Compared to the heroic tales of other Angelenos, Stefan’s ant problems seemed mild and low-key. His ants were waxy, rubbery-looking little critters, conspicuously multi-ethnic in fine LA style, of every shape and every shade of black, brown, red and yellow. Stefan had them figured for a multi-caste sugar-ant species. They emerged from the tiniest possible cracks, and they adored sweet, sticky stuff.

Stefan bent over the rusty sink and splashed cold water on his unshaven face. He’d done FX for fantasy movies that had won Oscars and enchanted millions of people on six continents.
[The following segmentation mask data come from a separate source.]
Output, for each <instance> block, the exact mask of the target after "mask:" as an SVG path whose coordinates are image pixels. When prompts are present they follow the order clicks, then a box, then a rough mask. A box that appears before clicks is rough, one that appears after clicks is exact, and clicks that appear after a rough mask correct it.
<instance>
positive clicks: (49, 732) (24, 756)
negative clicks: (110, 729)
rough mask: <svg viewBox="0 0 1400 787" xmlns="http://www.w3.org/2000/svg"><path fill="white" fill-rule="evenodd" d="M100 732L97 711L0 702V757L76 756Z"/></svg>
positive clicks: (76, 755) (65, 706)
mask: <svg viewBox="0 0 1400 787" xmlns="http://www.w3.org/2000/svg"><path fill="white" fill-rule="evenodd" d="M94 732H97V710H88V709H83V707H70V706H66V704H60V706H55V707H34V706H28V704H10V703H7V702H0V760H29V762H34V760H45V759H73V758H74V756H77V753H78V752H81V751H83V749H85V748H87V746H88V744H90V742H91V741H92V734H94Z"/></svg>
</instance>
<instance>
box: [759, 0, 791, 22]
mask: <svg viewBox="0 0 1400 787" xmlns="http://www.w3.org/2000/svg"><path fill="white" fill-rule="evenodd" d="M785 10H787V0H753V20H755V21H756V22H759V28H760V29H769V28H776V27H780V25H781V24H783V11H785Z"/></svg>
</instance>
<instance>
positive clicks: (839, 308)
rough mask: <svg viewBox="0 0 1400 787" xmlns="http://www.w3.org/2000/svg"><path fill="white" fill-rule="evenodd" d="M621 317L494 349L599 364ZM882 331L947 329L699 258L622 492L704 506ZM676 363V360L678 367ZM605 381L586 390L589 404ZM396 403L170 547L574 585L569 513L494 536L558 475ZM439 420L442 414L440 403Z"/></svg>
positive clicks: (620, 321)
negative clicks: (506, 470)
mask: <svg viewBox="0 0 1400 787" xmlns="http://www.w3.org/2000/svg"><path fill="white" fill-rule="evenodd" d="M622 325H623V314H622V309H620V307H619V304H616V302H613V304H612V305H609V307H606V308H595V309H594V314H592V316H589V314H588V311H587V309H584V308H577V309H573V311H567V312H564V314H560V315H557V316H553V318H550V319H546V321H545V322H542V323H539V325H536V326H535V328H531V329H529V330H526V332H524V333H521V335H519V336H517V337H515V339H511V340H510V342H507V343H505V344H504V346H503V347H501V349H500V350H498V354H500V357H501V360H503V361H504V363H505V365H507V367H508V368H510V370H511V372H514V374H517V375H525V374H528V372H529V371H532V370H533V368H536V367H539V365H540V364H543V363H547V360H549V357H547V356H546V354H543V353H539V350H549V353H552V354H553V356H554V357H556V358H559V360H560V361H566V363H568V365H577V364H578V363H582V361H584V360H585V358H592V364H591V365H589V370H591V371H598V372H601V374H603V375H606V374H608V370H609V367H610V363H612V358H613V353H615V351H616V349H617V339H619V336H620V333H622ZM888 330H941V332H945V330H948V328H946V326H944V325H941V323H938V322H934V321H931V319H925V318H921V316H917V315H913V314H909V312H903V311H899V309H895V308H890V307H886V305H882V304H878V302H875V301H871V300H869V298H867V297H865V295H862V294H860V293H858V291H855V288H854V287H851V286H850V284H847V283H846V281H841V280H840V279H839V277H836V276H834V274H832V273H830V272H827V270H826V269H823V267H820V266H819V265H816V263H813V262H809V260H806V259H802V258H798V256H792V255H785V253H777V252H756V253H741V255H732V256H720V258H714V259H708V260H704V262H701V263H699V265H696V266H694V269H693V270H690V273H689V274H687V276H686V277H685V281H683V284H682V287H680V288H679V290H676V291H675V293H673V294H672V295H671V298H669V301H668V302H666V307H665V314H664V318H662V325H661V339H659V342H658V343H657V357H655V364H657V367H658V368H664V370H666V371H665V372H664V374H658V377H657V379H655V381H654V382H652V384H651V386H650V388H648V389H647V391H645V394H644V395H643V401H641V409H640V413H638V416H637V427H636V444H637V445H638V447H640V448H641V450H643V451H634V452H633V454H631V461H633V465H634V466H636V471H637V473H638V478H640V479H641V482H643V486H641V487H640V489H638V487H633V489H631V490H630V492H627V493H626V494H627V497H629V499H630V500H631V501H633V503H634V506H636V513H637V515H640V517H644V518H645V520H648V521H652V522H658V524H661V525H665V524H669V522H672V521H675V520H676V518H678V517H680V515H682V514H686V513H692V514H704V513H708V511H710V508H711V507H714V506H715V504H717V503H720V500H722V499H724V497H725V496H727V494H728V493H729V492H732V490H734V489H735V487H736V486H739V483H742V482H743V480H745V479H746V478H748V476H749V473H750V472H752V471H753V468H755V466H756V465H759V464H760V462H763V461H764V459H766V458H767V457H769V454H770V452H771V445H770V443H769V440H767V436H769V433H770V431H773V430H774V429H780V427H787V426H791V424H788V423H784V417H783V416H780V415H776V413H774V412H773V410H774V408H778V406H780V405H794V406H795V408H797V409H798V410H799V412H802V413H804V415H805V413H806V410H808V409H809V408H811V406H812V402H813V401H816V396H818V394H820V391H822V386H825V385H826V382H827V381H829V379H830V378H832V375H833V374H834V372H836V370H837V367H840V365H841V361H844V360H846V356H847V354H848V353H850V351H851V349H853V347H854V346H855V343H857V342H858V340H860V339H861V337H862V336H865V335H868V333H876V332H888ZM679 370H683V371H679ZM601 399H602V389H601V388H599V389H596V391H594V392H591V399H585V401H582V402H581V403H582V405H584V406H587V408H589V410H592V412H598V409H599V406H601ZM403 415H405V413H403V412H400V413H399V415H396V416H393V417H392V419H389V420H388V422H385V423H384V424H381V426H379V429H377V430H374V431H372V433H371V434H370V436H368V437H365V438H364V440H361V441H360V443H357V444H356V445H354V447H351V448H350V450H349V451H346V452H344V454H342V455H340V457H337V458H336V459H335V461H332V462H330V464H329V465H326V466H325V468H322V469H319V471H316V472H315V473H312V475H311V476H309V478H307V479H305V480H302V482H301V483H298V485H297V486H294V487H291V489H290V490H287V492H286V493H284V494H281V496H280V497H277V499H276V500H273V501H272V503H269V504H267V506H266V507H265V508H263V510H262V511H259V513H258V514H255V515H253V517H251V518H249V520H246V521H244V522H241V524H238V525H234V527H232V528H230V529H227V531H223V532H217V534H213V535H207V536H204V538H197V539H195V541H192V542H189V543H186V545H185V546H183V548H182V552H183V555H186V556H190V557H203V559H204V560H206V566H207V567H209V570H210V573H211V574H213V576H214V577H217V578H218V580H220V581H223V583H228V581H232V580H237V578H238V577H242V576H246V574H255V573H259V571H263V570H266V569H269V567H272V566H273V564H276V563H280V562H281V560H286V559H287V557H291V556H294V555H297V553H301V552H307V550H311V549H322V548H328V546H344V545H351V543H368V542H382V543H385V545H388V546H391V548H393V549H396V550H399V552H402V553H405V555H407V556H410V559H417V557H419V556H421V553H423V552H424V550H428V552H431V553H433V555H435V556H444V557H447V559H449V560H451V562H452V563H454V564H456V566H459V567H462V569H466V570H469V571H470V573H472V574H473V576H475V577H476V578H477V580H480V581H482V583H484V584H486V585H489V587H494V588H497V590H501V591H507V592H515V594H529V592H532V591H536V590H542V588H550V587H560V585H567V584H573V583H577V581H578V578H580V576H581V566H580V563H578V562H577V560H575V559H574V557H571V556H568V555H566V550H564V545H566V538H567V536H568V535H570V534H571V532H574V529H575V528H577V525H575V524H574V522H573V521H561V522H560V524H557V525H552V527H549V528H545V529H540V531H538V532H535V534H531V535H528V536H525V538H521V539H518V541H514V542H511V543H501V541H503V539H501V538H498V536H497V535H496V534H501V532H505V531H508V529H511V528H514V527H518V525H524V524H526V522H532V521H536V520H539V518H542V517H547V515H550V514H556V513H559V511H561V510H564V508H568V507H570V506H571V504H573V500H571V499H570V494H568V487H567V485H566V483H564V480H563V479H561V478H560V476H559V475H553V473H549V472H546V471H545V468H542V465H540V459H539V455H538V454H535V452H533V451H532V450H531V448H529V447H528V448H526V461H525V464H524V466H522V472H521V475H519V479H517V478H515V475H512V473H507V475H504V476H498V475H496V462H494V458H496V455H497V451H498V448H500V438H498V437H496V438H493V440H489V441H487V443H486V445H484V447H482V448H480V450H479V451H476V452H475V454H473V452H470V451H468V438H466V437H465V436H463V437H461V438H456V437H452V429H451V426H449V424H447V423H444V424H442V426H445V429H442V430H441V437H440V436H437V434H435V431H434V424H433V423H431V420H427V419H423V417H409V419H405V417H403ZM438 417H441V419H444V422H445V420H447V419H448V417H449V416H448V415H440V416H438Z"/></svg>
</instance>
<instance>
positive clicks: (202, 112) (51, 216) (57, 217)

But now, here he stood: wrists wrecked, vermin-infested, no job, no girlfriend, neck-deep in code for a ten-dimensional string-theory simulation with no commercial potential.

Kind of punk and cool, in a way. It sure beat commuting on the hellish LA freeways. He was free of servitude. And he definitely had a strong feeling that the very last tweak he’d suggested for his Calabi-Yau search program was the big winner.

Just three months ago, he’d been ignoring his growing wrist pains while writing commercial FX code for Square Root Of Not. The outfit was a cutting-edge Venice Beach graphics shop that crafted custom virtual-physics algorithms for movies and the gaming trade.

Of course, Stefan’s true interest, dating way back to college, had always been physics, in particular the Holy Grail of finding the correct version of string theory. Pursuing the awesome fantasy of supersymmetric quantum string manifolds felt vastly finer and nobler than crassly tweaking toy worlds. The Hollywood FX work paid a lot, yes, but it made Stefan a beautician for robots, laboring to give animated characters better hair, shinier teeth, and bouncier boobs. String theorists, on the other hand, were the masters of a conceptual universe.

Though the pace of work had nearly killed him, Stefan had had a good run at Square Root Of Not. Their four-person shop had the best fire-and-algebra in Los Angeles, seriously freaky tech chops that lay far beyond the ken of Disney-Pixar and Time-Warner. The Square Rooters’ primary client, the anchor-store in the mall of their dreams, had been Eyes Only, a big post-production lab on the Strip.

But Eyes Only had blundered into a legal tar pit. All too typical: the suits always imagined it was cheaper to litigate than to innovate. Disney’s Giant Mouse was crushing the copyrighted landscape with the tread of a mastodon.

Stefan hadn’t followed the sorry details; the darkside hacking conducted in Hollywood courtrooms wasn’t his idea of entertainment. Bottom line: rather than watching their lives tick away in court, the Square Rooters had taken the offered settlement, and had divvied up cash that would otherwise go to lawyers.

Their pay-off had been less than expected, but all four Square Rooters had been worn down by the grueling crunch cycles anyway. Liberated and well-heeled, each Square Root partner had some special spiritual bliss to follow. Lead programmer Marc Geary was puffing souffles at a chef school in Santa Monica. Speaker-to-lawyers Emily Yu was about to sail to Tahiti on an old yacht she’d bought off Craig’s List. Handyman Jayson Rubio was roaring around the endless loops of LA’s freeways on a vintage red Indian Chief motorcycle. As for Stefan—Stefan was sinking his cash into his living expenses and his home-made ultracluster supercomputer. Finally, freedom and joy. Elite string-theory instead of phony Hollywood rubber physics.